Leke sürdünüz canım geceye…

Lanet olsun!

Başkan Adnan Polat’ın konuşması sevgiyle kucakladı herkesi.

Bu gurur abidesini bizlere kazandıranlara tekrar tekrar teşekkür etti Başkan Polat.

Arkasından TOKİ Başkanı konuştu.

Biraz amacını aşan bir konuşma!

Sanırsınız seçim mitingi var. Otobüs üstünde yapılan propaganda gibi…

Ortalık gerildi…

Bir de gaflet vardı satır aralarında;

Taraftarı kışkırtan;

Acz içindeki Galatasaray, gibi…

Bu toplumun hassas dengeleri vardır.

Üst kademe yöneticileri bunları bilmiyorlar mı?

Ne gerek vardı bunlara.

Tepki bunlara kondu.

Sayın Başbakan alındı.

Oysa demokratik toplumlarda alkışı duymak kadar tepkiyi göğüslemek de var.

Herkesi memnun edemezsin ki.

Senden olan da var olmayan da…

Seven de sevmeyen de…

Ama şunu rahatlıkla söyleyebilirim ki;

Sayın Başbakan’a sevgi, tepkiden daha çoktu.

Belki de bir provokasyon!

Ayrıca şahsına yapılan bir şey de yoktu Başbakan’ın.

Reaksiyon konuşanaydı!...

Ben Başbakan’ın yerinde olsam kılımı kıpırdatmaz, Galatasaraylılara severek, gönülden sunduğum -futboldan gelme bir başbakan olarak- bu muhteşem stadın keyfini çıkartırdım koltuğuma gömülerekten...

Hatta bir adım daha da ileri gider Adnan Polat’ta;

Bu seyirciye, bu camiaya yakışır bir takım yarat, derdim.

Stat benden, başarı sizden olsun!

Bu takımı beğenmedim!

Takımı ben de beğenmedim

Galatasaray, şöleni golsüz bitirdi.
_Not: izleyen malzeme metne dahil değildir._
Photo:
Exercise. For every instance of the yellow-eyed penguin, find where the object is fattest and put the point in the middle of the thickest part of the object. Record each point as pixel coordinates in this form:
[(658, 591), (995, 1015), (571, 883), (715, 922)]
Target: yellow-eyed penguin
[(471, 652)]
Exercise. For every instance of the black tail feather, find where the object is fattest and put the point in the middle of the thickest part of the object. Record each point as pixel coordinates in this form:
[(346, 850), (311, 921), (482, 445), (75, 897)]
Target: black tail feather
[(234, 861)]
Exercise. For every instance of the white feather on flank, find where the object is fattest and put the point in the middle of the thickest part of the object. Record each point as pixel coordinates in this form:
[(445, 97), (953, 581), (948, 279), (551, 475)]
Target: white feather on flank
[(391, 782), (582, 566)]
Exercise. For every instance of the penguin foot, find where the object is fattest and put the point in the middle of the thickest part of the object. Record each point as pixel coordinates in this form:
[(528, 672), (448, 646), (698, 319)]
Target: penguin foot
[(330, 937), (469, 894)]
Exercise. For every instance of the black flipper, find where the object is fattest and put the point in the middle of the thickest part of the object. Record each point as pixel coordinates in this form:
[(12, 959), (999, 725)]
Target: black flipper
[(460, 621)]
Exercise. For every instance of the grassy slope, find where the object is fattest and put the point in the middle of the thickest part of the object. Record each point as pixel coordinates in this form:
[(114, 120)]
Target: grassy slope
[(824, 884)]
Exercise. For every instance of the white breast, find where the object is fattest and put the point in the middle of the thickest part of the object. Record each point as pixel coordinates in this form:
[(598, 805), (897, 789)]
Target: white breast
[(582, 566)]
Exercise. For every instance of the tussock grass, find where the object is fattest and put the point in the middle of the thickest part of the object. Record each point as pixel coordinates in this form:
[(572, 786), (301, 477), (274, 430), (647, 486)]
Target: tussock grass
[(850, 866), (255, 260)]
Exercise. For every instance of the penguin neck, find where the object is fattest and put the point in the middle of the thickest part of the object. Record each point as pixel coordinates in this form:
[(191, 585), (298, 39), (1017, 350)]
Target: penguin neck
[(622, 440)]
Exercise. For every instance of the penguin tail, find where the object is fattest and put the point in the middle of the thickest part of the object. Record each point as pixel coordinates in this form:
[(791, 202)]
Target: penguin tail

Ajax gol yemedi.

Ayhan boş kaleye atamadı.

Anıl ayağına doladı.

Ufuk iki gol çıkararak yenilgiyi önledi.

Hagi neden Pino’yu oynatmadı?

Arda neden hala topu ayağından zamanında çıkartmayı öğrenemedi…

Nerede Baroş? Yoksa o da mı hataydı acaba?

Bunları düşüne düşüne evin yolunu tuttum.

Umarım hatalar düzeltilir.

Bu stada yakışacak bir takım kurulur ve tez elden iki forvet bir de kaleci alınır!

Son söz

Türk Telekom Arena’yı gördükten sonra şunları yana yakıla söyleyebilirim;

Nur içinde yat Ali Sami Yen

Tuttuğunuz altın olsun bütün emeği geçenler…

Affedersiniz Sayın Başbakan.

Sayın Recep Tayyip Erdoğan’ın şunu da bilmesini isterim;

Galatasaray camiasında -Allah muhtaç etmesin ama- ihtiyaç olursa bir gün Recep Tayyip Erdoğan’a kanımı verebilirim diyenler de var.

Lütfen Sayın Başbakanım; siz de, yakışıksız bir şekilde oyumu vermem diyenleri affediniz!